This Thanksgiving you’ll be able to gobble up your meal without too much guilt, if you plan ahead and lighten the calorie load!
Consider making some non-meat dishes as the star of the meal, and home cook as many dishes as possible, since a recent study suggests that home cooking reduce your risk of Type 2 diabetes. Using fruits and vegetables in most dishes can reduce calories, bump up fiber, and add a variety of colors to the festive meal. The Thanksgiving meal also tends to be quite starchy carb heavy so consider choosing whole grains and ancient grains that are filling, fiber and nutrient-rich, and watch portion sizes. Here are tips, recipe ideas, and swap outs that will help to make the Thanksgiving meal rich in flavor, not calories.
First things, first
Limit the hors d’oeuvres to one or two selections so guests don’t over induldge before the main event. My favorite healthy and tasty choices are cut up vegetables and sweet potato hummus (yes, you can add sweet potatoes to embrace Thanksgiving) and spicy baked garbanzo beans made with cumin, chili powder and cayenne pepper.
Start the meal with a root vegetable soup or consider swapping out traditional heavy cream in your pumpkin or squash soup with silken tofu or evaporated skim milk. You can also make nut-based cream by blending cashews with water.
Recipe: Soak 1 cup of raw unprocessed cashews in water for 2 hours. Discard the water and blend the cashews with one quarter to one half cup of filtered water and a pinch of sea salt. You can also add a half teaspoon of vanilla and/or 1 tablespoon of Maple syrup to flavor it.
Consider adding a light splash of nuts to a large tossed salad and serve appetizer-size portions after or in lieu of the soup course. Make sure the salad has a minimum of seven vegetables and dress it with a light olive oil and vinegar dressing. One new trend is a hot-cold salad. After plating the traditional tossed salad, top with a large spoonful of sautéed hot vegetables. Add several walnuts or blanched almonds to each plate to make the salad appetizer protein-rich and filling. Starting the meal with a vegetable soup and salad, will help your family to feel full and take smaller portions of the main entrée and side dishes.
Healthy swap outs for the main event
Make a vegetable based dish the centerpiece of the meal. This Vegetarian Shephard’s Pie uses chick peas (garbanzo beans, rinsed), sweet potatoes and vegetables to create a filling dish. You can then make the turkey a side dish instead of the main dish.
This year use olive oil instead of butter when dressing the turkey and choose extra virgin olive oil which won’t add too much flavor or conflict with your traditional recipe. Also consider stuffing the bird with halved oranges, limes and lemons which will boost flavor without adding significant calories.
Instead of traditional cranberry sauce, consider a pickled beet and fennel salad which you can make in advance. This recipe has 6 easy-to-get ingredients and the longer you leave it in the fridge before serving, the more robust the flavor.
Buckwheat, also known as kasha once it’s toasted is high in rutin, a flavonoid that may protect against heart disease by strengthening capillaries. It’s also high in magnesium which helps to lower blood pressure. Use 2 cups of water for every one cup of kasha. Kasha can be topped with gravy as a delicious side dish. Remember to refrigerate your turkey gravy to allow any fat to rise to the top surface, so you can skim it off. You can also make a vegetable and kasha dish with about 150 calories per serving.
Another way to use the kasha is as a stuffing in small halves of baked butternut squash. The kasha, mixed with onions, broccoli and walnuts, provides a tasty filling that is about 250 calories per serving and bursting with nutrients. You can pass on the feta recommended in the recipe to save a few calories for dessert.

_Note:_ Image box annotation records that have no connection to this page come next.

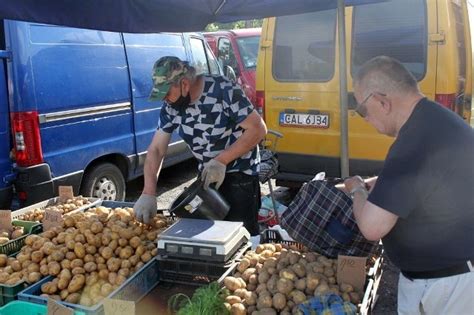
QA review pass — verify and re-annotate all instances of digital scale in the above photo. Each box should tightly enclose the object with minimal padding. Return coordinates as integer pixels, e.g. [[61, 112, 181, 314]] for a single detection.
[[158, 218, 250, 263]]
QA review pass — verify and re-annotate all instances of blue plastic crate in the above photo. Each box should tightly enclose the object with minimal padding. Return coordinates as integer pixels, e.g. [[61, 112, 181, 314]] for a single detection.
[[18, 258, 159, 315]]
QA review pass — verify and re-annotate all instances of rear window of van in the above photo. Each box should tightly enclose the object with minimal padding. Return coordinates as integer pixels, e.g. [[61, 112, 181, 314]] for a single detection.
[[272, 10, 337, 82], [351, 0, 428, 80]]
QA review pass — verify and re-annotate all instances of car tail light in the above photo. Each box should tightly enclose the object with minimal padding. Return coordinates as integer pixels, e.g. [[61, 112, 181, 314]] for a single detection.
[[12, 112, 43, 166], [435, 94, 456, 111], [255, 91, 265, 119]]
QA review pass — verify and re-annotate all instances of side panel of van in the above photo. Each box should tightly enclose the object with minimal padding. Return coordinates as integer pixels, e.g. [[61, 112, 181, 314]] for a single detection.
[[257, 0, 438, 182]]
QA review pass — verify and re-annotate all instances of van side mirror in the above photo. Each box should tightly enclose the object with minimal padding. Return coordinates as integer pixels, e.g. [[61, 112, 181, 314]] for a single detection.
[[224, 66, 237, 82]]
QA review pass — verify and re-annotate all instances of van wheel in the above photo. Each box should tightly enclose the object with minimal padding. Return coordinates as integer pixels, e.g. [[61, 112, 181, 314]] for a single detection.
[[81, 163, 125, 201]]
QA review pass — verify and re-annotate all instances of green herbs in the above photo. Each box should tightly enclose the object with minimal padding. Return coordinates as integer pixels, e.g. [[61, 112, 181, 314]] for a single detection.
[[168, 282, 229, 315]]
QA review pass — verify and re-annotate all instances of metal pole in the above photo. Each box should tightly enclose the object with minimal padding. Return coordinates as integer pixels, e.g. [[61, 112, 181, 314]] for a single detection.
[[337, 0, 349, 178]]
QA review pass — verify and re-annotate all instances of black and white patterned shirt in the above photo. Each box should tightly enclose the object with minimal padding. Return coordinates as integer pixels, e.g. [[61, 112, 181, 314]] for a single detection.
[[159, 76, 260, 175]]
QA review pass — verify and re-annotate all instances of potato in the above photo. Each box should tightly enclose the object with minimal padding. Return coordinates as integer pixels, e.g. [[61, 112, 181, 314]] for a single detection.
[[23, 263, 40, 273], [288, 290, 306, 305], [291, 263, 306, 278], [100, 246, 113, 260], [84, 261, 97, 272], [11, 227, 24, 239], [277, 278, 294, 294], [140, 251, 152, 263], [119, 246, 134, 262], [0, 254, 8, 267], [258, 268, 270, 283], [306, 273, 320, 290], [10, 260, 22, 271], [225, 295, 242, 305], [242, 268, 258, 283], [26, 272, 41, 284], [224, 277, 241, 292], [0, 271, 10, 283], [257, 293, 273, 310], [65, 293, 81, 304], [40, 265, 49, 276], [58, 277, 71, 290], [67, 274, 86, 293], [71, 258, 84, 269], [295, 278, 306, 291], [50, 250, 64, 262], [279, 269, 297, 281], [237, 258, 250, 273], [272, 293, 286, 310], [74, 243, 86, 258], [41, 281, 58, 294], [314, 282, 329, 296], [230, 303, 247, 315]]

Don’t skip the dessert—just make it skinny
I’m a big fan of having your favorite desserts, whether pumpkin pie, apple pie or decadent chocolate cake, but you have to be able to just take a few bites and then push back. Most people who struggle with weight may find it difficult to just take a few bites. Why not consider a pumpkin pudding recipe, and though it suggests a yield of four servings, I stretch the recipe to six or eight individual servings, with a side of fresh fruit salad. You can also check out the Pumpkin Pie Bites for a recipe that offers a bite-size dessert with about 94 calories each. If you’d like to make the fruit salad the main dish, consider mixing low fat Greek vanilla yogurt with pumpkin spice and use it as a dip for your favorite cut up fruits.
Other quick tips:
- Use tall thin glasses for beverages.
- Flavor carbonated water with a dash of juice or splash of lemon or lime or add frozen grapes or berries to the water.
- Serve wine spritzers to lighten calories.

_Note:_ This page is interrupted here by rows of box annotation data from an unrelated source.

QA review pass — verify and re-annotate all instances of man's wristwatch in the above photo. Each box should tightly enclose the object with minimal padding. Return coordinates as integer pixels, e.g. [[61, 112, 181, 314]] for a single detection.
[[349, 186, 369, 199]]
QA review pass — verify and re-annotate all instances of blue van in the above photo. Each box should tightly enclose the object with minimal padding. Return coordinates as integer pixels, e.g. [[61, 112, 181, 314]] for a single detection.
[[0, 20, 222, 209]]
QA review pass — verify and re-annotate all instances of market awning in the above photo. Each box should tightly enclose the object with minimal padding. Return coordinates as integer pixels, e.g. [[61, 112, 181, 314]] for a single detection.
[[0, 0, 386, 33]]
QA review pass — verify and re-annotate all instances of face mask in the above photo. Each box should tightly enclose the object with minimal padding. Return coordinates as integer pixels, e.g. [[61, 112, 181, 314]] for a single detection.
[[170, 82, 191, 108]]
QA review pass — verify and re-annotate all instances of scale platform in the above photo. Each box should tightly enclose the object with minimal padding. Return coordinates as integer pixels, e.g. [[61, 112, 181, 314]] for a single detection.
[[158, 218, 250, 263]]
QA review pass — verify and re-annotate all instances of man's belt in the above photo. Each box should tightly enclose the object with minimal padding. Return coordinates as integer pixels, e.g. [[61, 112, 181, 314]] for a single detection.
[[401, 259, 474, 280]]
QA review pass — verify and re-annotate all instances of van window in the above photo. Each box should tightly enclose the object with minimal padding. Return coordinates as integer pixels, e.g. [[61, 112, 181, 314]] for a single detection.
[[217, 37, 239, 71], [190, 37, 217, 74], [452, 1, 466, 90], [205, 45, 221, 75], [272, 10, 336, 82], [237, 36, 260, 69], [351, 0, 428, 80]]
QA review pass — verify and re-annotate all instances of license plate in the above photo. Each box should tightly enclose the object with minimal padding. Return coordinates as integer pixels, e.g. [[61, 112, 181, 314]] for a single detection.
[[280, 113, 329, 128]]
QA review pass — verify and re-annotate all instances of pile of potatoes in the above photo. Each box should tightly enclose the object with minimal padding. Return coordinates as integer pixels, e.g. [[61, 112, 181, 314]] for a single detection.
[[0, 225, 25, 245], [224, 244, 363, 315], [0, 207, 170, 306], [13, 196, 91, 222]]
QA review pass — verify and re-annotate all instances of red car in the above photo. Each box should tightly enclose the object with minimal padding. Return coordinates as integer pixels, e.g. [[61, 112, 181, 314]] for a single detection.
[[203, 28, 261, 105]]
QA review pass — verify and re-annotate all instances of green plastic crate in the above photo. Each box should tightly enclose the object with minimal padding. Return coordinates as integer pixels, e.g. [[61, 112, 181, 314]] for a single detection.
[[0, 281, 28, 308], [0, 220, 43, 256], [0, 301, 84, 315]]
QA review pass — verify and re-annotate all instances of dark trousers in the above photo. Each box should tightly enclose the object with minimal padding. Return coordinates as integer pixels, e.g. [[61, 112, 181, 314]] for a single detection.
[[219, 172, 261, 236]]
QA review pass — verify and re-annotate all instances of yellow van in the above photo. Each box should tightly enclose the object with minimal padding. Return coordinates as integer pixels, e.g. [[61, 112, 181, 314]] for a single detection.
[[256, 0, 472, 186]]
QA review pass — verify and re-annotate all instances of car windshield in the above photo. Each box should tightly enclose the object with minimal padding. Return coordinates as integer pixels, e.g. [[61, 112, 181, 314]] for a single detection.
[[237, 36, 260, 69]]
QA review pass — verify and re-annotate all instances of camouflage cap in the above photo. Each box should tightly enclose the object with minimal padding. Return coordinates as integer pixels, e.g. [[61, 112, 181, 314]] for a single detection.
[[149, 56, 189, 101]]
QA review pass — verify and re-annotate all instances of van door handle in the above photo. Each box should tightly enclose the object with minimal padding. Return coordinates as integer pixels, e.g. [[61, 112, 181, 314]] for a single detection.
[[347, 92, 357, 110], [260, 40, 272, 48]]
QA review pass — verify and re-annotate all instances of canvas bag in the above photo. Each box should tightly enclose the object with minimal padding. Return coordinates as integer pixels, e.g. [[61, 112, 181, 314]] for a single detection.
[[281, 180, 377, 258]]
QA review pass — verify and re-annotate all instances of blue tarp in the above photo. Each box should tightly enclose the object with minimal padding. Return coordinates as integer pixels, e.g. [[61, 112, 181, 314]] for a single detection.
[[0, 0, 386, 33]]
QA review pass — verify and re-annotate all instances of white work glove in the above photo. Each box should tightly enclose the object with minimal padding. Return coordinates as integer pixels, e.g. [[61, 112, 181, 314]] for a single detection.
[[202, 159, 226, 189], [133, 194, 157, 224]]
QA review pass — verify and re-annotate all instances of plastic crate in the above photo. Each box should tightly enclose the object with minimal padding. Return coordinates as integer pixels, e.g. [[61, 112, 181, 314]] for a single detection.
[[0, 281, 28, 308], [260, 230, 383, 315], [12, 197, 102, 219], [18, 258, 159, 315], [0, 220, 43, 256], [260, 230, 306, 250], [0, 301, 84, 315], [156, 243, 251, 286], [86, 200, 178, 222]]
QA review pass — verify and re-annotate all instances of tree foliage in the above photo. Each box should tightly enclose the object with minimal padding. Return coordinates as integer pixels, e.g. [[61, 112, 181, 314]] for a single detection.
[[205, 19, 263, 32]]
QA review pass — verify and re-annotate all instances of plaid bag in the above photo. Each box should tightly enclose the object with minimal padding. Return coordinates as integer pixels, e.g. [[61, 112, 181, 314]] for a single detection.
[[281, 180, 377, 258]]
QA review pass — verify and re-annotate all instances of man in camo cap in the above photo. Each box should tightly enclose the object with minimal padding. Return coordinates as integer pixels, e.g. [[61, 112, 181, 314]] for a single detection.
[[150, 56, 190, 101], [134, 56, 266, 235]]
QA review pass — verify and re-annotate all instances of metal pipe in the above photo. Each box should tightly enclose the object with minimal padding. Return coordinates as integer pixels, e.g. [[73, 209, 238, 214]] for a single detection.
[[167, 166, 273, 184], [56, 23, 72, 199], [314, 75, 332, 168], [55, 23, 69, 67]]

- Use smaller serving spoons and tools so guests are naturally prompted to take less.
- Only serve the salad and fruit salad family style. Plate the rest of the foods for portion control.
- Get up and move around between the meal and dessert.
- Give away the more caloric leftovers so you create a less tempting post-meal environment. You will not out-smart cravings.
- Try and focus on family and the social aspect of the holiday so the experience is not solely food-focused.